You are viewing a plain text version of this content. The canonical link for it is here.
Posted to commits@mesos.apache.org by jp...@apache.org on 2018/10/25 15:46:06 UTC

[mesos] 02/03: Add a flag to toggle per-framework metrics.

This is an automated email from the ASF dual-hosted git repository.

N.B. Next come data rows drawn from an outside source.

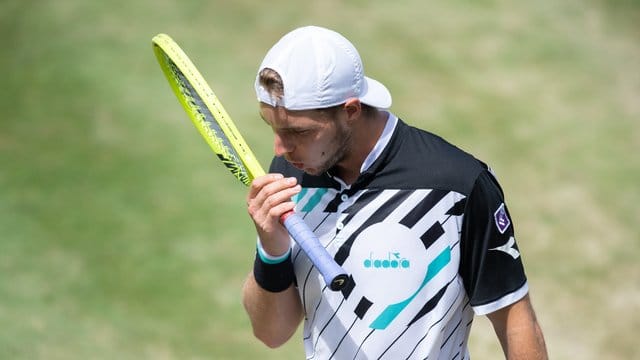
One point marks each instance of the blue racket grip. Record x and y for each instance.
(334, 275)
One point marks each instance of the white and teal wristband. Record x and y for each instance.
(273, 273)
(270, 259)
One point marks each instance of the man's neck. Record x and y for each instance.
(366, 133)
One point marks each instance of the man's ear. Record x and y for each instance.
(353, 108)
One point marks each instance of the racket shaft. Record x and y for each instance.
(333, 274)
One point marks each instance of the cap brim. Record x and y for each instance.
(376, 94)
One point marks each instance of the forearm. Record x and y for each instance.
(274, 316)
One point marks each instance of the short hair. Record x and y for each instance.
(271, 81)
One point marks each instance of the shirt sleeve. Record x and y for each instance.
(490, 265)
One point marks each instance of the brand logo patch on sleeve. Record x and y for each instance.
(502, 219)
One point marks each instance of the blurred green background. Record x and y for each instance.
(122, 237)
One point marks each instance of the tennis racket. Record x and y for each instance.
(217, 128)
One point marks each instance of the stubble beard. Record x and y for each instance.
(342, 146)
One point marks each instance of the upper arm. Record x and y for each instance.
(518, 330)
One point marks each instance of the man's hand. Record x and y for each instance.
(269, 198)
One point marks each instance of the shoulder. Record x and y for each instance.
(416, 158)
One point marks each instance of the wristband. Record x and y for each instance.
(273, 277)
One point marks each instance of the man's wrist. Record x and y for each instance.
(271, 259)
(274, 277)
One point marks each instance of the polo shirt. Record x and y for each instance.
(427, 240)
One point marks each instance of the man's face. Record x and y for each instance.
(310, 140)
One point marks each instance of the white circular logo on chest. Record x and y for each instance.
(388, 261)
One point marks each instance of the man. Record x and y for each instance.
(420, 226)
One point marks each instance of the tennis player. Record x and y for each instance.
(421, 226)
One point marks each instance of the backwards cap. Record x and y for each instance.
(319, 69)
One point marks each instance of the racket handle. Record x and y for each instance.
(334, 275)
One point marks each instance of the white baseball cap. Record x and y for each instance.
(319, 68)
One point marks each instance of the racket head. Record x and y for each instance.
(205, 110)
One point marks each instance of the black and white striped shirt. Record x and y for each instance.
(427, 240)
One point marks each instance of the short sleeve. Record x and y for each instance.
(490, 265)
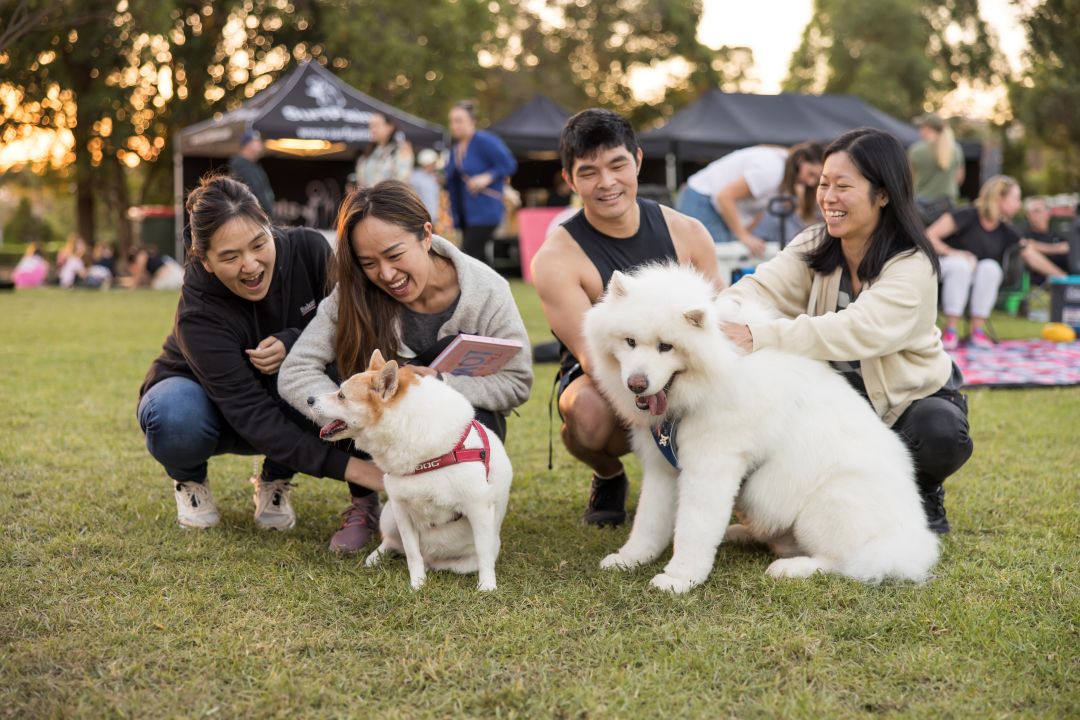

jpeach pushed a commit to branch master
in repository https://gitbox.apache.org/repos/asf/mesos.git

commit 90eddb08c7744337e5c43b15154851a3942001ed
Author: Jacob Janco <jj...@gmail.com>
AuthorDate: Thu Oct 25 07:59:48 2018 -0700

    Add a flag to toggle per-framework metrics.
    
    In clusters with high numbers of frameworks, it can be necessary
    to control publishing of per framework metrics. Metrics are still
    collected for active frameworks, but will not be pulished if this
    flag is set. This allows future extraction of these metrics, e.g.
    an API call or logs while keeping the code change simple.
    
    Review: https://reviews.apache.org/r/68956/
---
 include/mesos/allocator/allocator.hpp       |  1 +
 src/master/allocator/mesos/hierarchical.cpp | 10 +++--
 src/master/allocator/mesos/hierarchical.hpp |  5 ++-
 src/master/allocator/mesos/metrics.cpp      | 28 ++++++++++--
 src/master/allocator/mesos/metrics.hpp      | 10 ++++-
 src/master/flags.cpp                        |  8 ++++
 src/master/flags.hpp                        |  1 +
 src/master/framework.cpp                    |  2 +-
 src/master/master.cpp                       |  1 +
 src/master/master.hpp                       |  2 +-
 src/master/metrics.cpp                      | 70 ++++++++++++++++++-----------
 src/master/metrics.hpp                      |  9 +++-
 12 files changed, 109 insertions(+), 38 deletions(-)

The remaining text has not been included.